Ou comment user de tous les ressorts pour préserver de bonnes conditions éducatives dans une commune que monsieur le maire qualifie « d’attractive », à même pas dix kilomètres d’Albi. « Depuis près d’une décennie, on gagne en moyenne une cinquantaine d’habitants », confie Jean-Marc Farré, qui tient à rappeler que l’école Carcenac, ouverte à la fin des années 1960, a fait l’objet d’importants travaux de rénovation récemment.
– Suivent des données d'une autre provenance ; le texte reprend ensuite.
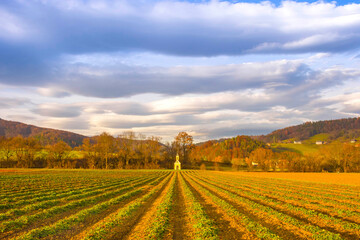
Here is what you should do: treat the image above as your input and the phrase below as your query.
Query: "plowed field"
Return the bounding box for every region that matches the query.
[0,170,360,240]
Montant total de l’opération : 1,3 M€.

« Certes, on a été bien subventionnés par les pouvoirs publics, mais perdre une classe alors qu’on a inauguré ce nouvel ensemble à la rentrée 2025, c’est dur », insiste l’élu, pour qui la suppression d’un poste constituerait un mauvais signal alors que la municipalité doit désormais se pencher sur le rafraîchissement de la maternelle. « Certains administrés se demandent à quoi bon si, dans le même temps, on perd des postes », lance-t-il, depuis une salle de classe.

Ces multiples cris du coeur ont fini par être entendus puisque jeudi soir, après une nouvelle réunion du Conseil départemental de l’éducation nationale (CDEN), il a été décidé de ne pas supprimer de poste à Arthès. « Un soulagement et une satisfaction pour l’avenir de nos enfants », conclut Célia.